- Born: 5 May 1643 La Rochelle, Kingdom of France
- Died: 19 March 1719 (aged 75) Ireland
- Other name: Elias Bouhéreau
- Education: Academy of Saumur
- Spouse: Marguerite Massiot.
- Children: 10

= Élie Bouhéreau =

French Irish physician and librarian (1643–1719)

Élie Bouhéreau (Note: Also cited as Elias Bouhéreau.) (5 May 1643 – 19 March 1719) was a French and Irish physician, bibliophile, librarian, cleric and diarist. A Huguenot refugee, Bouhéreau settled in Dublin where he became the inaugural librarian of Marsh's Library.

==Early life==
Bouhéreau was born on 15 May 1643 in La Rochelle, Kingdom of France to Élie Bouhéreau, the pastor of Fontenay, and Blandine Bouhéreau. Raised in an upper-class Huguenot family, Bouhéreau studied theology at the Academy of Saumur until 1659 when he left for Paris. Bouhéreau enrolled at the University of Orange in 1664 to study medicine, graduating with his Medical degree in 1667.

==Career==
Bouhéreau, according to the burial register of the Conformist Huguenot churches in Dublin, was a "distinguished medical doctor and zealous Protestant of La Rochelle, very knowledgeable and very highly regarded." He was also a scholar, and published a French translation of the third century Christian work Contra Celsus. After the Revocation of the Edict of Nantes Bouhéreau fled to England. He travelled in Europe between 1689 and 1692 as personal secretary of Thomas Coxe, the king's envoy to the Swiss cantons, and again between 1694 and 1696 as personal secretary to the Marquis de Ruvigny, commander-in-chief of English forces in Piedmont. He served in Ireland with Ruvigny (then earl of Galway) when the latter was Lord Justice of Ireland, 1697-1701. In 1701 he was made librarian of Marsh's Library. From the time of his first journey in 1689 to his death he kept a diary, which is kept in the Library.

==Conservation work==
Bouhéreau had with him documents from the Reformed Church of France, which he had brought from La Rochelle to save them from destruction. They were deposited at Marsh's library, the governors stipulating "that they were to be kept until such time as the same shall be demanded by the said Reformed Church." In 1760 John Wynne, the third librarian, expressed himself "apprehensive lest the papists might have access to make bad use of or destroy them." They were finally returned to the Consistory of La Rochelle in 1862. There are still many works in Bouhéreau's collection in the library that deal with French Huguenot history, including the manuscript of Joseph Guillaudeau's Journal of What Passed at La Rochelle 1584-1643.

==Personal life==
Bouhéreau was married to a cousin, Marguerite Massiot.
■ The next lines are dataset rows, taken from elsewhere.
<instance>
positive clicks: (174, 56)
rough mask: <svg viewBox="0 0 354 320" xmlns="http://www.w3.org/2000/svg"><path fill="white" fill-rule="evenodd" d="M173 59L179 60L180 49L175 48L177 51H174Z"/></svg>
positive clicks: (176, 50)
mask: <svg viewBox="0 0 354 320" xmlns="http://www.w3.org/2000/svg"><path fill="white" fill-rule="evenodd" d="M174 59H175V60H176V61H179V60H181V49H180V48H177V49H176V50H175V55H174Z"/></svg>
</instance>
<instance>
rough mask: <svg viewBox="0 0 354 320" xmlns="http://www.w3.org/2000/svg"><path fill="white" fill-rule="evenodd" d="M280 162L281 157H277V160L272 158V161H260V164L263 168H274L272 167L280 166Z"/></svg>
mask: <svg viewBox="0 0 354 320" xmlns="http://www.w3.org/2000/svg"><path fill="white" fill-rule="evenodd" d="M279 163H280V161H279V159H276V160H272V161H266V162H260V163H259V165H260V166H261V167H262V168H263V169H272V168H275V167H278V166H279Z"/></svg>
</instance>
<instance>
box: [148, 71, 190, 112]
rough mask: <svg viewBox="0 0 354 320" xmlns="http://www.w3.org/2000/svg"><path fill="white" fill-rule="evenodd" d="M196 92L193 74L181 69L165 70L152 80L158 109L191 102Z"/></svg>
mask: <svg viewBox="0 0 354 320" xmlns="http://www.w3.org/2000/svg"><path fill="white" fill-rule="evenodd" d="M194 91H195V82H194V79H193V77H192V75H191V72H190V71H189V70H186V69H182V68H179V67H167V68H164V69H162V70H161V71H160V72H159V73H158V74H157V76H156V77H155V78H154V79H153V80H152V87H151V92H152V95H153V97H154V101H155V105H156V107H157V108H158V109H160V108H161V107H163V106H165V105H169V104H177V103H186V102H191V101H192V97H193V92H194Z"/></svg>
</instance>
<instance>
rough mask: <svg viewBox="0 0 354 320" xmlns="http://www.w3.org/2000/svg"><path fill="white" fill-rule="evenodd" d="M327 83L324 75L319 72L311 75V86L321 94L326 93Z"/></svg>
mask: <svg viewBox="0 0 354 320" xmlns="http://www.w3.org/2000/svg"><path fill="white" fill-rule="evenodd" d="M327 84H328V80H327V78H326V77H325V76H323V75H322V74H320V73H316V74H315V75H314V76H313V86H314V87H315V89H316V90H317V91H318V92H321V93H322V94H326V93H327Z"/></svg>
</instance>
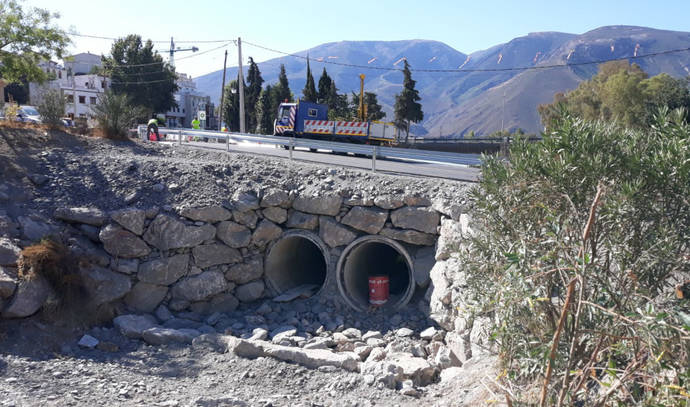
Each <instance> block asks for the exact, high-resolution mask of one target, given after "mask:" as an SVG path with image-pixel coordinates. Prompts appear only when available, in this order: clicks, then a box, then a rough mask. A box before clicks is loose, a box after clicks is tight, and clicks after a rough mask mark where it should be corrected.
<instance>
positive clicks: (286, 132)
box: [273, 100, 328, 136]
mask: <svg viewBox="0 0 690 407" xmlns="http://www.w3.org/2000/svg"><path fill="white" fill-rule="evenodd" d="M305 120H328V106H326V105H322V104H319V103H312V102H306V101H304V100H300V101H299V102H297V103H281V104H280V107H278V118H277V119H276V120H275V122H274V125H273V134H274V135H280V136H301V135H302V134H304V121H305Z"/></svg>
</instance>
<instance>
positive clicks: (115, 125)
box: [91, 89, 144, 139]
mask: <svg viewBox="0 0 690 407" xmlns="http://www.w3.org/2000/svg"><path fill="white" fill-rule="evenodd" d="M142 110H143V108H142V107H140V106H134V105H133V104H132V103H131V102H130V100H129V97H128V96H127V95H125V94H123V93H120V94H117V93H115V92H114V91H113V90H111V89H109V90H107V91H106V92H105V93H103V94H101V95H100V96H99V97H98V103H96V104H95V105H93V106H92V107H91V111H92V112H93V117H94V119H96V122H98V125H99V127H100V128H101V130H102V131H103V133H104V134H105V136H106V137H108V138H113V139H126V138H127V131H128V129H129V128H130V127H131V126H133V125H134V121H135V120H136V119H137V118H139V117H141V116H142V115H144V112H142Z"/></svg>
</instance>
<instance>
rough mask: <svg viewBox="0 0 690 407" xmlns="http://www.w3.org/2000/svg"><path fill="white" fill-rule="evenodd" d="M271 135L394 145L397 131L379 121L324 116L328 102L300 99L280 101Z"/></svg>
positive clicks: (382, 122) (390, 126)
mask: <svg viewBox="0 0 690 407" xmlns="http://www.w3.org/2000/svg"><path fill="white" fill-rule="evenodd" d="M273 135H274V136H285V137H302V138H310V139H317V140H327V141H340V142H351V143H358V144H372V145H388V146H390V145H395V144H397V143H398V140H399V136H400V131H399V129H398V128H397V127H396V126H395V125H394V124H393V123H386V122H380V121H343V120H328V106H326V105H323V104H319V103H312V102H307V101H304V100H300V101H298V102H297V103H287V102H286V103H281V104H280V106H279V107H278V118H277V119H276V120H275V121H274V122H273Z"/></svg>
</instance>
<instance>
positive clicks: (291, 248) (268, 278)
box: [265, 230, 328, 294]
mask: <svg viewBox="0 0 690 407" xmlns="http://www.w3.org/2000/svg"><path fill="white" fill-rule="evenodd" d="M326 259H328V249H327V248H326V245H325V244H324V243H323V242H322V241H321V239H319V238H318V236H316V235H314V234H312V233H309V232H307V231H301V230H295V231H290V232H287V233H285V234H284V235H283V236H282V237H281V238H280V239H278V240H277V241H276V242H275V243H274V244H273V245H272V246H271V248H270V249H269V250H268V253H267V254H266V261H265V276H266V282H267V283H268V285H269V287H270V288H271V289H272V290H273V291H274V292H275V293H277V294H284V293H286V292H289V291H291V290H294V289H297V288H298V287H303V288H309V287H308V286H317V287H312V288H313V290H307V291H311V292H313V293H316V292H318V291H319V290H321V288H323V285H324V284H325V282H326V278H327V277H328V262H327V261H326Z"/></svg>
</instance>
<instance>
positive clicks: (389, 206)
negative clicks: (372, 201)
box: [374, 195, 405, 209]
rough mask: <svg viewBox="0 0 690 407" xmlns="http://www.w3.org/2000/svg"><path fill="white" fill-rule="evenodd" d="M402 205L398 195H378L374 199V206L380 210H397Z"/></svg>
mask: <svg viewBox="0 0 690 407" xmlns="http://www.w3.org/2000/svg"><path fill="white" fill-rule="evenodd" d="M404 204H405V202H404V201H403V198H402V197H400V196H398V195H379V196H377V197H376V198H374V205H376V206H378V207H379V208H382V209H398V208H400V207H401V206H403V205H404Z"/></svg>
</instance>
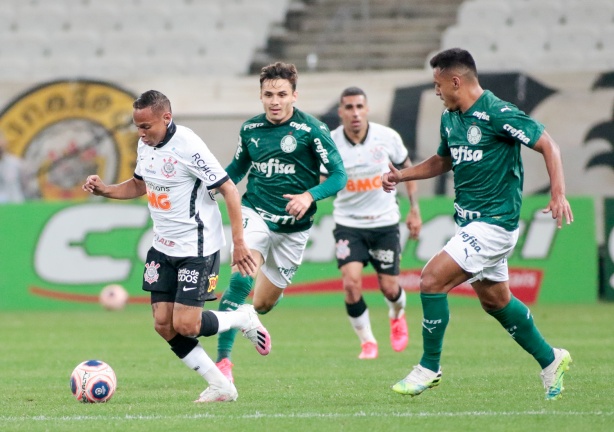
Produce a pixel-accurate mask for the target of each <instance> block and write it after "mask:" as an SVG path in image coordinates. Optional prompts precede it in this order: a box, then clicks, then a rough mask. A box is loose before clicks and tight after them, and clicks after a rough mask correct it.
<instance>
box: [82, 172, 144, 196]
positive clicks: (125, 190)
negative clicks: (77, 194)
mask: <svg viewBox="0 0 614 432" xmlns="http://www.w3.org/2000/svg"><path fill="white" fill-rule="evenodd" d="M82 189H83V190H84V191H86V192H89V193H91V194H94V195H98V196H103V197H106V198H113V199H132V198H136V197H140V196H143V195H145V194H146V193H147V188H146V186H145V182H144V181H143V180H142V179H139V178H137V177H132V178H131V179H128V180H126V181H125V182H123V183H119V184H113V185H107V184H105V183H104V182H103V181H102V179H101V178H100V177H98V176H97V175H95V174H94V175H91V176H88V177H87V180H86V181H85V184H83V186H82Z"/></svg>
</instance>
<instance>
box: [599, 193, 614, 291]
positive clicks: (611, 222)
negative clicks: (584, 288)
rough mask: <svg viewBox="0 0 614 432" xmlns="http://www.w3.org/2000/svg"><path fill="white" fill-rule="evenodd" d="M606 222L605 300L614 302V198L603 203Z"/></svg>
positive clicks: (604, 276) (603, 261)
mask: <svg viewBox="0 0 614 432" xmlns="http://www.w3.org/2000/svg"><path fill="white" fill-rule="evenodd" d="M603 207H604V208H603V214H604V221H605V246H606V248H605V256H604V257H603V281H602V283H603V298H604V299H606V300H609V301H614V198H606V199H604V203H603Z"/></svg>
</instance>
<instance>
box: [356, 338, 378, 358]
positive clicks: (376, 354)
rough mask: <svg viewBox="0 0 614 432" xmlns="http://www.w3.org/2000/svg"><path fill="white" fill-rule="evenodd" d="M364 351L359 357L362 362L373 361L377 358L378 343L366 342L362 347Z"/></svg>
mask: <svg viewBox="0 0 614 432" xmlns="http://www.w3.org/2000/svg"><path fill="white" fill-rule="evenodd" d="M361 347H362V351H361V352H360V354H359V355H358V358H359V359H361V360H371V359H374V358H377V343H375V342H365V343H364V344H362V345H361Z"/></svg>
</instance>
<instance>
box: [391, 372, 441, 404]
mask: <svg viewBox="0 0 614 432" xmlns="http://www.w3.org/2000/svg"><path fill="white" fill-rule="evenodd" d="M440 382H441V368H440V369H439V371H437V372H433V371H432V370H430V369H427V368H425V367H422V366H420V365H417V366H414V369H413V370H412V371H411V372H410V373H409V375H407V376H406V377H405V378H404V379H402V380H401V381H399V382H398V383H396V384H395V385H393V386H392V390H393V391H395V392H397V393H399V394H402V395H409V396H412V397H413V396H418V395H419V394H420V393H422V392H423V391H424V390H426V389H429V388H433V387H436V386H438V385H439V383H440Z"/></svg>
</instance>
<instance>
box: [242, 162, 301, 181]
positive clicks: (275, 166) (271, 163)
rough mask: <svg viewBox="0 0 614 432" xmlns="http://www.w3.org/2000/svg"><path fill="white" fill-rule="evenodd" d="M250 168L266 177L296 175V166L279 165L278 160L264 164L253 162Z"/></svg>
mask: <svg viewBox="0 0 614 432" xmlns="http://www.w3.org/2000/svg"><path fill="white" fill-rule="evenodd" d="M252 168H253V169H255V170H256V171H258V172H261V173H264V174H265V175H266V177H271V176H272V175H273V174H296V165H294V164H283V163H279V159H273V158H271V159H269V160H268V161H266V162H253V161H252Z"/></svg>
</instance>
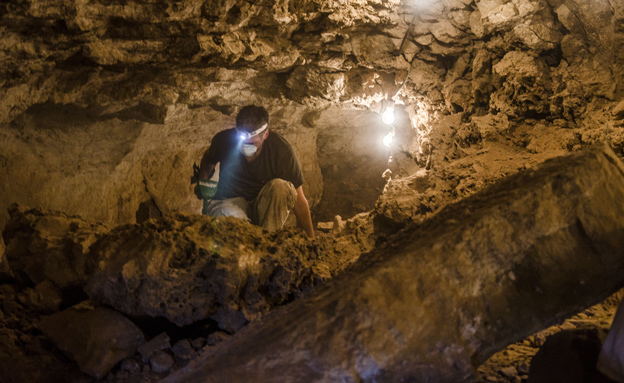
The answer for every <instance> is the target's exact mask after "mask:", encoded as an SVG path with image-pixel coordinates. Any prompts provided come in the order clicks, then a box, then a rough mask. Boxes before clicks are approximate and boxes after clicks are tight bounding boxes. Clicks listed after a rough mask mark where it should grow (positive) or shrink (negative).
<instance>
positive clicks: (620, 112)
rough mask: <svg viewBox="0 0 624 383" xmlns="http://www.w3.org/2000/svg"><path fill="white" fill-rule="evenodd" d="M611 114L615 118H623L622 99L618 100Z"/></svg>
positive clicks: (611, 111) (622, 118)
mask: <svg viewBox="0 0 624 383" xmlns="http://www.w3.org/2000/svg"><path fill="white" fill-rule="evenodd" d="M611 114H612V115H613V116H614V117H615V118H617V119H620V120H621V119H624V100H622V101H620V103H619V104H617V105H616V106H615V108H613V110H612V111H611Z"/></svg>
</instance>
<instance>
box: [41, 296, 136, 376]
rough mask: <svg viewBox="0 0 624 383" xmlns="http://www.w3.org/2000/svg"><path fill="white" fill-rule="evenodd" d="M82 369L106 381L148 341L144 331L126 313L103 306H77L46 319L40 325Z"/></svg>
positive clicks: (61, 349)
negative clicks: (89, 306)
mask: <svg viewBox="0 0 624 383" xmlns="http://www.w3.org/2000/svg"><path fill="white" fill-rule="evenodd" d="M39 327H40V328H41V330H42V331H43V332H44V333H45V334H46V335H47V336H49V337H50V338H51V339H52V340H53V341H54V342H55V343H56V345H57V346H58V348H59V349H60V350H62V351H63V352H64V353H65V354H66V355H67V356H68V357H69V358H71V359H73V360H75V361H77V362H78V365H79V366H80V370H81V371H83V372H85V373H86V374H89V375H90V376H92V377H94V378H95V379H102V378H103V377H104V376H106V374H107V373H108V372H109V371H110V369H111V368H112V367H113V366H115V365H116V364H117V363H118V362H120V361H121V360H123V359H124V358H127V357H129V356H132V355H134V353H135V352H136V349H137V347H138V346H140V345H141V344H143V343H144V342H145V339H144V338H143V334H142V333H141V330H140V329H139V328H138V327H136V325H134V323H132V322H130V321H129V320H128V319H127V318H125V317H124V316H123V315H122V314H120V313H118V312H116V311H114V310H110V309H107V308H103V307H98V308H93V307H74V308H70V309H68V310H65V311H62V312H59V313H55V314H53V315H50V316H47V317H44V318H43V319H42V321H41V323H40V324H39Z"/></svg>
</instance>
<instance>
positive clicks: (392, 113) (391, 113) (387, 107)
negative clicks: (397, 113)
mask: <svg viewBox="0 0 624 383" xmlns="http://www.w3.org/2000/svg"><path fill="white" fill-rule="evenodd" d="M381 120H382V121H383V122H384V123H386V124H388V125H390V124H392V123H393V122H394V108H392V107H387V108H386V110H384V112H383V113H382V114H381Z"/></svg>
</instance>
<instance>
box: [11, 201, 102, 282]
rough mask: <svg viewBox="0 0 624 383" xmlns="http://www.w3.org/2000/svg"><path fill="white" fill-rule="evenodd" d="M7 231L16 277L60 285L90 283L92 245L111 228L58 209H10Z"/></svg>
mask: <svg viewBox="0 0 624 383" xmlns="http://www.w3.org/2000/svg"><path fill="white" fill-rule="evenodd" d="M9 213H10V215H11V218H10V220H9V222H7V225H6V227H5V228H4V231H3V237H4V240H5V241H6V250H5V252H6V258H7V261H8V264H9V265H10V267H11V270H12V271H13V272H14V273H15V274H16V277H23V278H26V279H28V280H29V281H30V282H32V283H33V284H38V283H41V282H43V281H46V280H48V281H50V282H52V283H53V284H54V285H55V286H56V287H58V288H60V289H70V288H82V287H83V286H84V284H86V282H87V280H88V277H89V274H90V271H89V270H88V262H87V259H88V256H87V253H88V250H89V246H90V245H91V244H92V243H93V242H95V241H96V240H97V239H98V238H99V236H100V235H101V234H102V233H105V232H107V231H108V230H109V229H108V228H107V227H106V226H105V225H103V224H100V223H96V222H88V221H85V220H83V219H82V218H80V217H77V216H71V215H68V214H65V213H62V212H57V211H44V210H42V209H38V208H36V209H29V210H26V211H22V210H21V209H20V208H19V207H18V206H17V205H13V206H12V207H11V208H10V209H9Z"/></svg>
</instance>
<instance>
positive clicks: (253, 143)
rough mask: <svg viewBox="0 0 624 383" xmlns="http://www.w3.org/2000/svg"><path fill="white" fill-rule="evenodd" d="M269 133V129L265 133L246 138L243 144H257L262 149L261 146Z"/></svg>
mask: <svg viewBox="0 0 624 383" xmlns="http://www.w3.org/2000/svg"><path fill="white" fill-rule="evenodd" d="M268 135H269V131H268V130H267V131H265V132H264V133H260V134H258V135H256V136H253V137H250V138H248V139H246V140H245V141H243V144H250V145H255V146H256V147H257V148H258V149H260V147H261V146H262V143H263V142H264V140H266V138H267V137H268Z"/></svg>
They had ten children, of whom eight survived. His son John was ordained a minister, became a Doctor of Divinity and was the first assistant librarian of Marsh's Library. Marguerite died on 22 May 1704. Her death occasioned an emotional entry in an otherwise factual diary.

One of the sons, Richard was Town Major (police chief) of Dublin. His son Richard changed his surname to Borough. That Richard's son, of the same name, was the first of the Borough baronets, from 1813.